Thursday, 26 September 2019

Public Accounts Committee

2018 Financial Statements of the Office of the Data Protection Commissioner

9:00 am

Photo of Seán FlemingSeán Fleming (Laois, Fianna Fail) | Oireachtas source

I do not think this was an isolated case.

The Data Protection Commission was criticised in one of the reports. I understand Ms Dixon said the Social Welfare Consolidation Act 2015 was very hard to follow and unclear. She was critical on the basis that it was not clear how the whole system worked. She was accused of using pejorative and sensationalist language. I will make one point in her defence on that issue. We had a special debate in the Dáil yesterday on the public services card. The card was introduced in the 2005 Act. Section 263 has been amended six times in three different pieces of primary legislation. A further provision on which the Department of Employment Affairs and Social Protection relies in relation to the public services card project is section 241, which has been amended 28 times by 11 different enactments. This demonstrates, from a legislative point of view, a lack of consolidation. We have here a provision that has been amended 30 or 40 times, including every year in the Social Welfare Act. The legislation that underpins the public services card has been amended at least 50 times. How could any reasonable citizen be expected to know what legislation he or she is looking at? The commissioner's criticism was, therefore, very valid. It applies to social protection legislation because it is not consolidated often enough but probably also applies to many other public bodies for which legislation is repeatedly amended. How could anyone find their way back through the 50 different amendments?

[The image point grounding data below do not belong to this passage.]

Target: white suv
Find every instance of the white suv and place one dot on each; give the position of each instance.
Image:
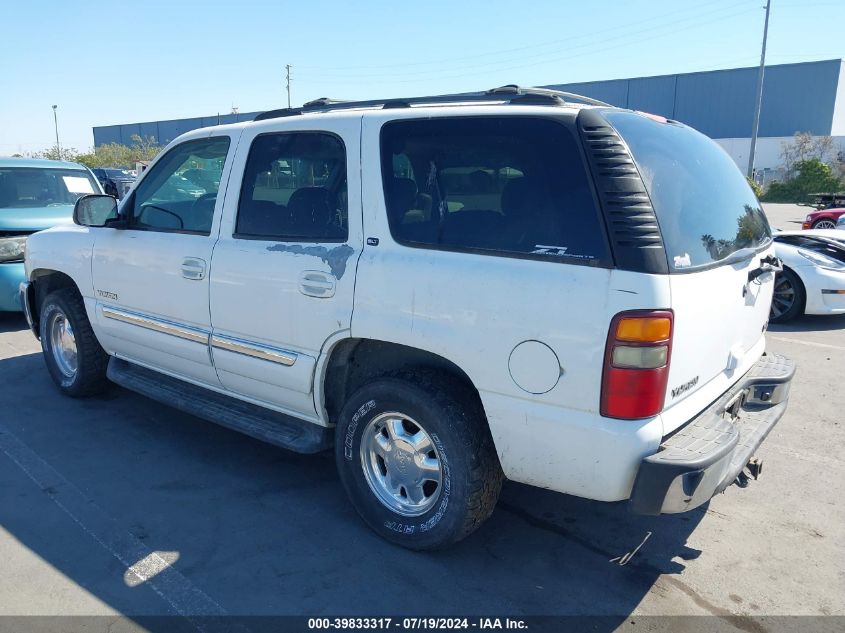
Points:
(451, 291)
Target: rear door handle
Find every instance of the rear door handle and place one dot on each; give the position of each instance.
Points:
(193, 268)
(314, 283)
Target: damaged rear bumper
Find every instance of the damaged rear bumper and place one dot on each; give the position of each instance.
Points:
(712, 451)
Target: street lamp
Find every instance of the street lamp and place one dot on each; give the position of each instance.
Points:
(56, 124)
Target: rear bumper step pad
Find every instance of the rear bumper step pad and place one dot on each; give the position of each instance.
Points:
(710, 452)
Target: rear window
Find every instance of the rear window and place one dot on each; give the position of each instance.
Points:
(495, 185)
(704, 206)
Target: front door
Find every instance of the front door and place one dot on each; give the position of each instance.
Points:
(151, 279)
(283, 272)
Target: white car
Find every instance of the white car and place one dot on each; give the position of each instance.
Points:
(813, 277)
(448, 290)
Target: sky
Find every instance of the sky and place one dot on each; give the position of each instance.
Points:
(105, 63)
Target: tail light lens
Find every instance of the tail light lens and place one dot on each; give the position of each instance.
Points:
(636, 364)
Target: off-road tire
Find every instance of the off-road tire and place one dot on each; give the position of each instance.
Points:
(451, 414)
(90, 377)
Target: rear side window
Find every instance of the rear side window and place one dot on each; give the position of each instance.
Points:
(294, 189)
(509, 185)
(704, 206)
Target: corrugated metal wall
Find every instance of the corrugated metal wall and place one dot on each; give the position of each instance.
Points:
(162, 131)
(720, 103)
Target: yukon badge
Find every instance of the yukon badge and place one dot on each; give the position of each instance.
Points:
(677, 391)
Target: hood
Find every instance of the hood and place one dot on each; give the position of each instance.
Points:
(34, 218)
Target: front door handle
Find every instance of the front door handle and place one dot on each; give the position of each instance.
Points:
(193, 268)
(314, 283)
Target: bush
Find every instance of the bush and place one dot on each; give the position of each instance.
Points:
(814, 176)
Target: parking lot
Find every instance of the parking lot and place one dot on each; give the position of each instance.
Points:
(119, 505)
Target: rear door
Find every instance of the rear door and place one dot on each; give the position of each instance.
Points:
(715, 233)
(151, 279)
(283, 271)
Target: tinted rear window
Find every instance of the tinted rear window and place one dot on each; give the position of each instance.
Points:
(705, 208)
(498, 185)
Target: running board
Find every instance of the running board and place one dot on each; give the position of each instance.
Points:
(263, 424)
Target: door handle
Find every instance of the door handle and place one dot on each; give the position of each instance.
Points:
(314, 283)
(193, 268)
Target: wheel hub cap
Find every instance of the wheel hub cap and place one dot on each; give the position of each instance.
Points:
(401, 464)
(63, 344)
(783, 297)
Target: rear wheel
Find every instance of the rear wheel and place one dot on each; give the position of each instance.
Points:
(788, 297)
(73, 355)
(416, 458)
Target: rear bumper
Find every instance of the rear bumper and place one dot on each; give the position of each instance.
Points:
(711, 451)
(11, 276)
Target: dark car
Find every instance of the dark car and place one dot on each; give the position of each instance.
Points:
(115, 182)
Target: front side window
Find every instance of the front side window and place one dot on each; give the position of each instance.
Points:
(511, 185)
(180, 192)
(34, 187)
(294, 189)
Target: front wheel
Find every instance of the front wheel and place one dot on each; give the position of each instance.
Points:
(74, 358)
(416, 458)
(787, 298)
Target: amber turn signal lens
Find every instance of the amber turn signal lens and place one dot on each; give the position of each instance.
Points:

This discussion has been nice and rosy so far. However, it would be remiss of me not to voice the numerous complaints people have made since the introduction of GDPR. I know GDPR is needed for good reason but citizens are being strangled by it. GDPR is designed to help citizens and I will give one example of how the legislation the Data Protection Commission is enforcing works on the ground. I have umpteen examples but I will give this example because it arose last weekend. There is an old couple who live in my constituency. The husband, who is 96 years of age, is deaf, has dementia and is confined to bed. His wife is 86 years of age and is not faring much better. They live on their own and use a community alert device operated via their landline to buzz if something happens. Lightning knocked out their telephone last Friday night. When a carer phoned Eir on her mobile phone from the couple's home she was told the provider could not speak to her as she was not the account holder. The woman of the house then spoke but was told that as she was not the account holder, she could not speak on her husband's behalf. Her husband is deaf and cannot speak on the phone. The 85-year old woman was then told that if the couple changed the account on the website from the husband's name into the wife's name, the company would speak to the woman. The husband and wife are both bedridden. I got on the case and I have been involved in identical cases.

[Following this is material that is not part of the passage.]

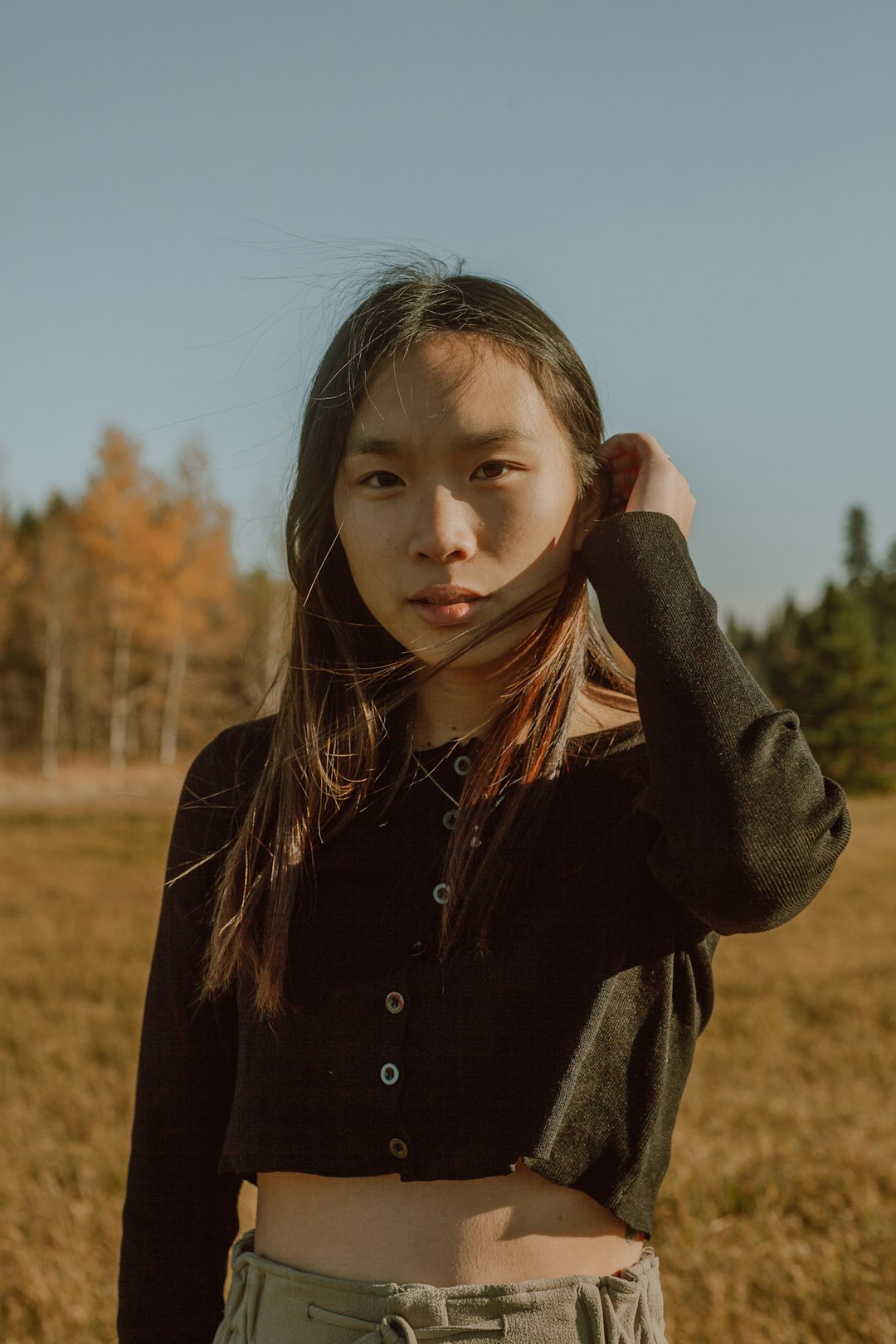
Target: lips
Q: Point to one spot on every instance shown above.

I will give another example involving another good neighbour. Every Deputy can recite a litany of these cases. The Data Protection Commission gets flak on this one issue from many people. People may or may not agree with some of what is going on. The second case involves an old person living in an isolated area. The landline went down and because there is no mobile signal where the person lives, they could not make a mobile call. A good neighbour who visits every day volunteered to ring on the old person's behalf but the provider would not speak with the neighbour as this person is not the account holder. Does Ms Dixon accept that in extreme cases the legislation can, when implemented as the commission intended, cause enormous personal hardship in a many cases? Does she understand my point?